Frederic Tudor had not anticipated that the trade he began would lead to such ice-addiction among his fellow Americans. From the time he first shipped lake ice to the West Indies in 1806 to the beginnings of the Calcutta trade in the 1830s, he clung to one conviction: people living in tropical climates would pay a good price for ice if they could get it. The inhabitants of Havana in Cuba, and the British sweltering in Calcutta, could make ice cream, cool their drinks and relieve their suffering from fevers with ice harvested from the clear waters of New Englands many spring-fed ponds. They could even enjoy crisp Baldwin apples from the orchards of Massachusetts, and fresh churned butter, which Tudor packed in barrels and stowed alongside the ice.
The techniques Tudor and his employees developed for cutting, storing and shipping ice were in time adopted across all the areas of North America where winters were hard enough to produce a saleable crop. Ice was shipped down the eastern seaboard and carried across the continent in insulated railroad cars to satisfy the ever-growing demands of the first nation in history to enjoy refrigeration not as a luxury for the rich but as an everyday necessity for a very wide section of its population.
There had been earlier ice trades. In the sixteenth century, the mountain ranges which surround the Mediterranean and are high enough to remain snow-capped in summer provided refrigeration for those living on the torrid coasts. Snow and ice gathered on the upper slopes of the mountains was packed in straw baskets and brought down the winding Alpine tracks on donkeys. A similar trade had existed in South America for centuries, and continues in some places to this day. Wherever there were accessible mountains which carried summer snow, and towns close enough to provide a market for it, there was likely to be an ice trade. But the American industry was on a much larger scale, and was far more sophisticated than anything before it.
The harvest, which lasted for a few weeks, usually between January and March, took place across that huge region of North America where the winters are hard enough to freeze lakes and rivers solid. Whether it was on the Hudson River, one of the New England ponds, the Kennebec River in Maine or in the mid-west, it presented the same extraordinary winter tableau, and in many places drew crowds of spectators.
After a week or so of sub-zero temperatures, soundings would be taken to check the thickness of the ice. If it had frozen to a depth of eighteen inches or more it was ready strong enough to support the weight of hundreds of men and horses, and thick enough to yield good-sized cubes of ice.

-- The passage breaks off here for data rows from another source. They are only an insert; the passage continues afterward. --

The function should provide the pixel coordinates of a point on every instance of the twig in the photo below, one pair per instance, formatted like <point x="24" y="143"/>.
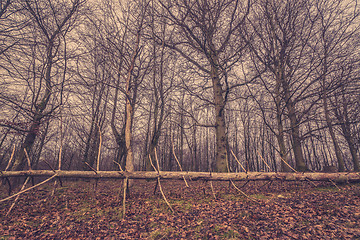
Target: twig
<point x="239" y="190"/>
<point x="90" y="167"/>
<point x="124" y="197"/>
<point x="238" y="161"/>
<point x="99" y="151"/>
<point x="264" y="161"/>
<point x="334" y="184"/>
<point x="212" y="190"/>
<point x="11" y="157"/>
<point x="157" y="160"/>
<point x="46" y="162"/>
<point x="17" y="197"/>
<point x="118" y="165"/>
<point x="288" y="164"/>
<point x="177" y="160"/>
<point x="28" y="159"/>
<point x="156" y="170"/>
<point x="14" y="195"/>
<point x="162" y="193"/>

Migrant workers who lodged close to the frozen lakes and rivers joined local farmworkers to make up teams of ice harvesters. Blacksmiths shod the heavy horses with spiked shoes. The men wore boots with cork soles so they could get a grip on the ice, and wrapped their legs in layers of cloth to protect them from the cold. All the while they watched the weather: a warm spell could quickly ruin the ice, while a fall of snow might delay the cutting, for the ice would have to be cleared with horse-drawn scrapers before its surface could be marked out. Often they worked at night by torchlight. Ice was valuable, and competing ice companies working on the same lake or river had to observe boundaries: ownership was established by buying sections of shoreline, on which huge timber ice stores were built.